December 10, 2019
LIBOR Phase-Out Expected After 2021 – Trillions of Dollars Exposed
LIBOR, the long-standing interest rate benchmark used in many commercial contracts is expected to be discontinued after year-end 2021. LIBOR is based on the cost of short-term unsecured loans between leading international banks. Its discontinuance is due to the unreliability of the index and a tainted history of manipulation. Since the financial crisis, the supporting market activity has diminished, which presented opportunities for banks to report false rates to hide liquidity issues or entice investors to generate profits. Enlight of the marred history and pending phase-out, stakeholders have questions and concerns given that LIBOR exposure is in the hundreds of trillions of dollars in the U.S. alone.

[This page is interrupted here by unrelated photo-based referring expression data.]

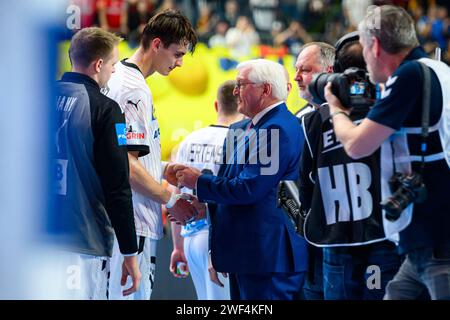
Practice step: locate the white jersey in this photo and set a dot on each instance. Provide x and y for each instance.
(129, 89)
(202, 149)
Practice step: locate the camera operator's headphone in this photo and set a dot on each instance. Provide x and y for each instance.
(349, 37)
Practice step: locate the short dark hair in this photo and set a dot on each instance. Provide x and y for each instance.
(90, 44)
(226, 100)
(326, 54)
(350, 55)
(171, 26)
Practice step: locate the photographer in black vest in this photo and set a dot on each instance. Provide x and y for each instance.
(414, 145)
(342, 195)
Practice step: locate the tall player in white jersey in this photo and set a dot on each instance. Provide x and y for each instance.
(202, 149)
(165, 40)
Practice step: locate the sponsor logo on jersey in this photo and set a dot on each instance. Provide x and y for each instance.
(133, 134)
(134, 103)
(121, 131)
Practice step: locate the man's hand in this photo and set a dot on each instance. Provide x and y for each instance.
(187, 176)
(200, 207)
(213, 275)
(130, 267)
(181, 211)
(177, 256)
(333, 101)
(170, 174)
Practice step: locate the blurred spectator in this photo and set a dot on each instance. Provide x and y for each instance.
(264, 13)
(167, 4)
(138, 13)
(88, 10)
(293, 38)
(354, 11)
(231, 13)
(218, 38)
(439, 26)
(112, 15)
(241, 38)
(205, 23)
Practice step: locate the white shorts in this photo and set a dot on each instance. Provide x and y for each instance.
(196, 252)
(147, 265)
(85, 277)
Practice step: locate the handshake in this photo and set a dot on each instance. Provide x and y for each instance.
(183, 208)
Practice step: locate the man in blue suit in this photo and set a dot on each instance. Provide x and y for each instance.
(251, 238)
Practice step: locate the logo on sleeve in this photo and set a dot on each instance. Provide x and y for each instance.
(121, 131)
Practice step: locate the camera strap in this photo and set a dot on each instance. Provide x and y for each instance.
(425, 112)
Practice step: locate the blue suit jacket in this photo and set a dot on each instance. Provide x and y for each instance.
(249, 233)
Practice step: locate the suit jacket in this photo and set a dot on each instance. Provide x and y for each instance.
(249, 233)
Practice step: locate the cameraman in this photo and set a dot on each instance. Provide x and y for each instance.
(390, 50)
(350, 244)
(314, 57)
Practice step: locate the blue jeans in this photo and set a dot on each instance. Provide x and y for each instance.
(359, 273)
(425, 270)
(313, 287)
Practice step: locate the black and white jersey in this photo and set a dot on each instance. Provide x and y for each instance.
(342, 194)
(129, 89)
(91, 184)
(202, 149)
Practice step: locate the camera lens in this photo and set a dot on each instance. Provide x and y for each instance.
(339, 87)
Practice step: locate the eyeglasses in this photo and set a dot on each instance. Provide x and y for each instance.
(240, 84)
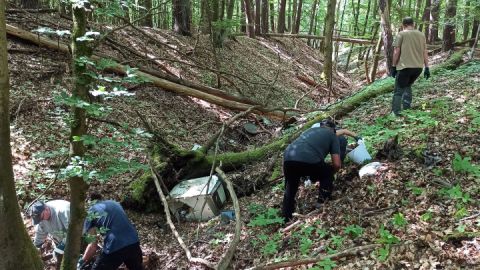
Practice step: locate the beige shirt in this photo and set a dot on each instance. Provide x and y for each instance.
(412, 47)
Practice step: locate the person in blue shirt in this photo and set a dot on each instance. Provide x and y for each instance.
(305, 157)
(120, 244)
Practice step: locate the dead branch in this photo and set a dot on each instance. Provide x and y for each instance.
(217, 135)
(172, 226)
(23, 10)
(225, 260)
(342, 39)
(215, 96)
(296, 262)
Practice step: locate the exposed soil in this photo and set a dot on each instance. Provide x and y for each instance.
(440, 125)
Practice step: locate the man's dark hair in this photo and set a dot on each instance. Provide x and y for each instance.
(407, 21)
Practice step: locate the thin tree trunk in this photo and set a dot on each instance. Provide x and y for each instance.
(182, 14)
(434, 14)
(281, 17)
(272, 16)
(16, 247)
(249, 18)
(330, 19)
(264, 16)
(449, 29)
(376, 58)
(78, 187)
(425, 24)
(298, 17)
(476, 22)
(257, 17)
(466, 20)
(148, 21)
(312, 20)
(387, 32)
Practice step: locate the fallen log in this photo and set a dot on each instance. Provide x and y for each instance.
(342, 39)
(213, 95)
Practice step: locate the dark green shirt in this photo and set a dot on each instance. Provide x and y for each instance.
(313, 146)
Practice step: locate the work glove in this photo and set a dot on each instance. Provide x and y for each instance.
(393, 73)
(80, 263)
(426, 73)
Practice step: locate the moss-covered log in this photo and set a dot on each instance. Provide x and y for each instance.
(174, 163)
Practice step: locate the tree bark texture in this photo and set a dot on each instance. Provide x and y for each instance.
(257, 17)
(466, 20)
(264, 17)
(449, 29)
(298, 18)
(272, 16)
(387, 32)
(78, 187)
(281, 17)
(182, 17)
(328, 65)
(16, 247)
(312, 20)
(425, 24)
(249, 18)
(434, 15)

The U.S. Federal Reserve established the Alternative Reference Rates Committee (ARRC), a working group focused on transitioning from LIBOR to the Secured Overnight Financing Rate (SOFR), a benchmark rate used in a larger and more liquid population of observable transactions. The SOFR comes with its own less severe concerns, including limited historical data, lack of comparable duration rates, and potential for volatility. However, other acceptable reference rates are available. In some cases, contracts already include “Fallback Rates,” such as Prime or the U.S. Treasury Bill, in the event LIBOR, is no longer available. The looming questions are now:
- What is the impact on current accounting practices?
- Will contracts need to be renegotiated?
- Are there expedient methods for transition being considered?
GAAP Update
On November 13, 2019, FASB approved an accounting standard update (ASU) to provide temporary accounting relief during the transition from LIBOR. The ASU will provide optional expedients and exceptions for applying GAAP to contracts and transactions that are anchored to LIBOR. Examples include promissory and surplus notes, lines of credit, loans, premium financing, and derivative contracts. Receivables and debt contracts will be accounted for by prospectively adjusting the interest rate. Leases will be accounted for as a continuation with no remeasurement or reassessment. Similarly, derivatives and hedges will not require reassessment and will still apply hedge accounting. The final ASU is expected to be issued in early 2020. The amendments will be effective upon issuance and apply only to contract modifications, and hedging relationships entered into or evaluated before December 31, 2022.
SAP Update
The NAIC is monitoring FASB’s actions and is expected to meet once the final ASU is issued. They will likely request an interim exposure to be consistent with GAAP.